O governo da Espanha, liderado pelo primeiro-ministro Pedro Sánchez, apresentou em 16 de outubro uma proposta para incluir o direito ao aborto na Constituição, medida que, se aprovada, tornaria o país o segundo do mundo — após a França — a garantir esse direito em sua Carta Magna. A iniciativa gerou ampla reação política e religiosa, especialmente entre grupos conservadores e evangélicos.
Em comunicado oficial, a Aliança Evangélica Espanhola (AEE) classificou a proposta como “demagógica” e “contradição moral”, acusando o governo de banalizar a vida humana. “Acreditar que eliminar uma vida é um direito fundamental é sinal de uma mentalidade regressiva, própria de civilizações antigas e não de uma sociedade que se diz evoluída”, afirmou a entidade.
A AEE também criticou a falta de políticas públicas voltadas a alternativas ao aborto, como adoção, apoio psicológico e redes de amparo, destacando que muitas mulheres permanecem “sozinhas e desinformadas diante de uma decisão complexa”.
A organização contestou ainda o uso do termo “direitos reprodutivos”, que definiu como “paradoxo linguístico”, argumentando que o aborto representa a interrupção da reprodução, e não sua proteção. Outro ponto de controvérsia é a criação de registros de profissionais de saúde que se recusarem a realizar abortos por motivos éticos ou religiosos. Segundo a AEE, a medida equivaleria a uma forma de perseguição indireta, por supostamente expor médicos pró-vida a retaliações e exclusão no sistema público.
O debate ocorre em meio à divulgação de novos dados sobre o aumento do número de abortos no país. Segundo o Ministério da Saúde da Espanha, foram registrados 106.172 procedimentos voluntários em 2024, um crescimento de 2,9% em relação a 2023. O número é um dos mais altos desde a promulgação da atual Lei do Aborto, em vigor desde 2010.

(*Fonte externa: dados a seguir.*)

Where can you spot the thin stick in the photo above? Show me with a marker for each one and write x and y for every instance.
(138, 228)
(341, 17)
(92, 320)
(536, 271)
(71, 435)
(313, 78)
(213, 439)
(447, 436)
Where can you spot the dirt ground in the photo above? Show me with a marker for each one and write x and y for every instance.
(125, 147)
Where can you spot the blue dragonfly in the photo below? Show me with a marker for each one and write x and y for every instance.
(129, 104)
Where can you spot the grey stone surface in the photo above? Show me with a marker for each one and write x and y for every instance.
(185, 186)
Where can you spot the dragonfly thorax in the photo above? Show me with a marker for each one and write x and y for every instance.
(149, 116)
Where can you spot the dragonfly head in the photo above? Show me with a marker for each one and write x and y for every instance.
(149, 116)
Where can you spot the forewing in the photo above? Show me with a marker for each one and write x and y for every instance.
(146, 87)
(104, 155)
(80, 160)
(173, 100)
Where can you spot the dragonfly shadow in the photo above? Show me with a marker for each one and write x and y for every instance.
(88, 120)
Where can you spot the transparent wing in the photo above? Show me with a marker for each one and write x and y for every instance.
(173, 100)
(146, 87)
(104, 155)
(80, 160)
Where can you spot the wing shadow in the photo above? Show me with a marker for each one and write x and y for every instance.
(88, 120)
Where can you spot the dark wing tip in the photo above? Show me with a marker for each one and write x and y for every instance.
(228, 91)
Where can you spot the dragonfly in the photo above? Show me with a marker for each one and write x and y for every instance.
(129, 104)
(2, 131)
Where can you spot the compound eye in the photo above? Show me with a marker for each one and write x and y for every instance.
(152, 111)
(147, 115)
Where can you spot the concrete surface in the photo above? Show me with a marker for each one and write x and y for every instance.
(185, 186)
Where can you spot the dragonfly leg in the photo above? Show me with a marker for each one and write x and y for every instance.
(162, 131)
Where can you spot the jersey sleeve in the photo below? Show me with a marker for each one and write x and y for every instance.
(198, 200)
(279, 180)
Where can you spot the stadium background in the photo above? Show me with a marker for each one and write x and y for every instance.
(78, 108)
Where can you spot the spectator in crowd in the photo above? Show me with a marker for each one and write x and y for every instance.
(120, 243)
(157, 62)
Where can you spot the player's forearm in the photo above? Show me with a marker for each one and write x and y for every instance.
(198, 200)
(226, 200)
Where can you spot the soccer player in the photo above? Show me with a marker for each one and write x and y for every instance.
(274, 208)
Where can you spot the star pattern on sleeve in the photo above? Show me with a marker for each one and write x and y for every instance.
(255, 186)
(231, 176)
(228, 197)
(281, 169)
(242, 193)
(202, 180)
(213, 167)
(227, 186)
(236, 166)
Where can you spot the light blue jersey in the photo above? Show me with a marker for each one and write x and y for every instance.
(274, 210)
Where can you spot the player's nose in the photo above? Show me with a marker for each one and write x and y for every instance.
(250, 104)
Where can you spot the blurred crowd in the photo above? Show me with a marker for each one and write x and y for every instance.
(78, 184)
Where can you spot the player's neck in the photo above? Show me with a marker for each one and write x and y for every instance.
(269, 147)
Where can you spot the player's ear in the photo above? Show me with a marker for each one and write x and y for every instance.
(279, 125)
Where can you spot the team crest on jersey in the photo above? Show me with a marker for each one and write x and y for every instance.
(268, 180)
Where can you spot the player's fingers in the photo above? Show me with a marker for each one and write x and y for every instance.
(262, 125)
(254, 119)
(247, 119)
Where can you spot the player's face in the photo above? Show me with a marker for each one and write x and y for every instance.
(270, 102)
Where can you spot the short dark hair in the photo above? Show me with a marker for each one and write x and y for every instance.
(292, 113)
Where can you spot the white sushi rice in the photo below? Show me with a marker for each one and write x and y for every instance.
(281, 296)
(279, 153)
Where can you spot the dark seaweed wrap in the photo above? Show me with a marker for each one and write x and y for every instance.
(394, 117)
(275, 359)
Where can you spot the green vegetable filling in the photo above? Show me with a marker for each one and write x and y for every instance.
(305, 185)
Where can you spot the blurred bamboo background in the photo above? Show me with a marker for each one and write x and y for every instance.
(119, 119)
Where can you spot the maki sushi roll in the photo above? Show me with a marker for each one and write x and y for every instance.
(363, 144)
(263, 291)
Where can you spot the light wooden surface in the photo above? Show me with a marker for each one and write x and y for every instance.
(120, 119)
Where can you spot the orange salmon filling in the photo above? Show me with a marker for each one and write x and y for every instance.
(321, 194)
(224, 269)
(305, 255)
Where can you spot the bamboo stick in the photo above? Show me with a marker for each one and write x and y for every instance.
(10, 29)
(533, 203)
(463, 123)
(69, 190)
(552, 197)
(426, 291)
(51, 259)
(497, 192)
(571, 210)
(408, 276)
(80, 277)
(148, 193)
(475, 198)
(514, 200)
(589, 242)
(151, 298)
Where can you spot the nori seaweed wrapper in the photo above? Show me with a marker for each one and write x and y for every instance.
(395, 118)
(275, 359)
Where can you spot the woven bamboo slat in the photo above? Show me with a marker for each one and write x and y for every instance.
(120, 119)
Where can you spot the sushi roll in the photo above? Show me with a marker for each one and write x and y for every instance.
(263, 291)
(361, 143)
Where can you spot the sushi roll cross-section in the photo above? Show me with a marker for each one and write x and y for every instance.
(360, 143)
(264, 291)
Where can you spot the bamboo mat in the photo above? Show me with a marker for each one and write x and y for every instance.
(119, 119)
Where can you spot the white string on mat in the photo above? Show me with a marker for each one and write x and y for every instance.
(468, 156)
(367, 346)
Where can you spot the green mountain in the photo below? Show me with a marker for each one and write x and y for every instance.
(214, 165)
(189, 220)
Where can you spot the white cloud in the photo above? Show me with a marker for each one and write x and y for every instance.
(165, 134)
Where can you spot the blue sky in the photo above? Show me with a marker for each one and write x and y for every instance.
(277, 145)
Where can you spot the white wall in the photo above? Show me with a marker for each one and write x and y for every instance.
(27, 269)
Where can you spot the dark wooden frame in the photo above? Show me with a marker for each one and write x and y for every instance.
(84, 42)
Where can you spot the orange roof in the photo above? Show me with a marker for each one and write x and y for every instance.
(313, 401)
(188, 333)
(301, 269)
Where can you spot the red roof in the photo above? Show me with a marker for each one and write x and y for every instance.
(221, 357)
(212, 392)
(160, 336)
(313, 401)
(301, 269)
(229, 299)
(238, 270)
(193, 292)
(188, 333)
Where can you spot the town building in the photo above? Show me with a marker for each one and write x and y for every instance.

Do total, 94,6% dos casos foram realizados a pedido da mulher, sem risco médico envolvido, enquanto 5% ocorreram por razões clínicas, como risco à saúde ou malformação fetal, conforme informações do Evangelical Focus.
O levantamento mostra que mulheres entre 20 e 28 anos representam cerca de 38% dos abortos realizados. Entre adolescentes com até 19 anos, foram registrados mais de 11 mil casos, revelando incidência significativa entre jovens. Outro dado indica que mais de 70% dos abortos ocorreram em clínicas privadas, apesar do aumento gradual da participação do sistema público, que respondeu por 21,25% dos procedimentos — o dobro do registrado há uma década. Entre 2019 e 2024, as comunidades autônomas destinaram aproximadamente 150 milhões de euros a clínicas particulares para custear procedimentos fora da rede estatal.
O relatório também aponta variações por origem e região. Embora a maioria das mulheres que recorrem ao aborto seja espanhola, a proporção de mulheres latino-americanas e caribenhas passou de 17% em 2015 para 22% em 2024. As regiões com maiores índices continuam sendo Catalunha, Madrid e Ilhas Baleares. O menor número recente de registros foi observado em 2020, com pouco mais de 88 mil procedimentos, reflexo das restrições de mobilidade durante a pandemia.
Com a proposta de reforma constitucional e o aumento dos índices, a Espanha retoma um debate central sobre os limites entre liberdade individual, responsabilidade social e valor da vida humana. Enquanto o governo defende o aborto, entidades religiosas e parte da sociedade civil alertam para as implicações éticas e espirituais da medida.